Tunneling work on the corridor was expected to begin by October 2017. An estimated 6 million cubic metres of rubble was to be excavated during tunneling, which would be sent to quarries on the outskirts of Mumbai. The rubble included basalt rock of good quality that could be re-used in construction. Initial plans called for the rubble to be used for the foundation of the Shiv Smarak monument, and the proposed Mumbai coastal road project, but delays associated with the monument made this unlikely.

On 10 July 2018, the MMRDA announced that it had completed 5,100 metres of tunneling for the corridor within the first year since the project was initiated. Around 10 km of tunneling was completed by September 2018, and 20 km by February 2019. The MMRCL reported that 23.9 km of the 52 km tunnelling work had been completed by the end of March 2019, or about 45% of total tunnelling work. As of 17 December 2020, 91% of total tunneling work is complete.

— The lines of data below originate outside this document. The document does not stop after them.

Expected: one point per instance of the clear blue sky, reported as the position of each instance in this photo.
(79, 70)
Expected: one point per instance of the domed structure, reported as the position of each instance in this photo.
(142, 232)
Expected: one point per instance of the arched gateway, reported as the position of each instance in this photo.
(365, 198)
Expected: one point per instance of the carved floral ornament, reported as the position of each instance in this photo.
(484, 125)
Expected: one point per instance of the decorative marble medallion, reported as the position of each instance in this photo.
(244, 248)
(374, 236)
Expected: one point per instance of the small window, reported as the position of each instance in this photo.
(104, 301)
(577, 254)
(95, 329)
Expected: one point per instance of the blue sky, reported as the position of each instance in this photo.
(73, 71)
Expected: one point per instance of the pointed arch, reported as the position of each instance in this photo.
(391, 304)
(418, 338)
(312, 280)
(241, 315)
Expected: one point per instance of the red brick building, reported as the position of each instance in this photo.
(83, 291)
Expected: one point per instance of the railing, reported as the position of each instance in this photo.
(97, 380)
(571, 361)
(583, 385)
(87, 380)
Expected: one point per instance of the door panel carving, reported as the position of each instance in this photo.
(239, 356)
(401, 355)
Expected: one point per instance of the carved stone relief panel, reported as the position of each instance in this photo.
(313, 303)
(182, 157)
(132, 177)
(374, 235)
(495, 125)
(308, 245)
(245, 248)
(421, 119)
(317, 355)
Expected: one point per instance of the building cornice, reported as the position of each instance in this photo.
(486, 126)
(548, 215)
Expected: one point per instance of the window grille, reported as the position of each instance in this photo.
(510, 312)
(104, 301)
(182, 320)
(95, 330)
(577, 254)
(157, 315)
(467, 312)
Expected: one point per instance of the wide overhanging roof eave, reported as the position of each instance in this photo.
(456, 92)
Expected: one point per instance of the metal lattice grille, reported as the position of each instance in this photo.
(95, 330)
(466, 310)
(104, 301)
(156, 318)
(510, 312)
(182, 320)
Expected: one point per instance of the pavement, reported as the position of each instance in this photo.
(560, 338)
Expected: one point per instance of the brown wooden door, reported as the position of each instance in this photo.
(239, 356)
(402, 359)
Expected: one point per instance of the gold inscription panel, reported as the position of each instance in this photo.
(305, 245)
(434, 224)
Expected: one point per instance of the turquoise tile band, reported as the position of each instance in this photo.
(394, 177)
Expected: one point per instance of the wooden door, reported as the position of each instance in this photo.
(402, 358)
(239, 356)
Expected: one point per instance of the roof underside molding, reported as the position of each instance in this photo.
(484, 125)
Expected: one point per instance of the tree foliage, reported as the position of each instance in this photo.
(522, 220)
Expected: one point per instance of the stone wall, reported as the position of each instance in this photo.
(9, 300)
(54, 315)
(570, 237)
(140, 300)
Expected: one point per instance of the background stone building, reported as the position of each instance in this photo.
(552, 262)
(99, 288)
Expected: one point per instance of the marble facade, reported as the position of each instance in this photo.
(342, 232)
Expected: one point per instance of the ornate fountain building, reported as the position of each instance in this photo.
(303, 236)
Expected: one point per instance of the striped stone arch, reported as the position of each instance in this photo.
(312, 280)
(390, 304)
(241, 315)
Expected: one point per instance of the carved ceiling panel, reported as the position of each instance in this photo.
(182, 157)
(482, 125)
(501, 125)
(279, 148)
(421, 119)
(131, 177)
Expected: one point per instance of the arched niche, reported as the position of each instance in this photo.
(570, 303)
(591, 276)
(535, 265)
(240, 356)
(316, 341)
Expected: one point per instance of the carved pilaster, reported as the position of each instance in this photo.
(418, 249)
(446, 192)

On 19 March 2020, MMRCL announced that it has achieved its 27th breakthrough out of the planned 41 breakthroughs. The section between BKC and Dharavi also marked the First underwater tunnel across the Mithi River. Pending tunneling across the Mithi river between Dharavi and BKC was completed on 19 August 2020, marking 29th such breakthrough.

On 16 August 2019, Chief Minister Fadnavis revealed the model for the rolling stock for the Aqua Line and announced that the line would be called the Aqua Line as the exterior and interior of the train feature an aqua colour scheme. The first trial run of the metro line was flagged off Maharashtra Chief Minister Eknath Shinde and Deputy Chief Minister Devendra Fadnavis on the 3 km stretch between Sariput Nagar in Aarey Colony and Marol Naka stations on 30 August 2022.

==Stations and interchange connections==

There are 27 stations on the Aqua Line. Only the northern terminus, Aarey Depot, is at grade. All the other 26 stations are underground. Stations are equipped with platform screen doors.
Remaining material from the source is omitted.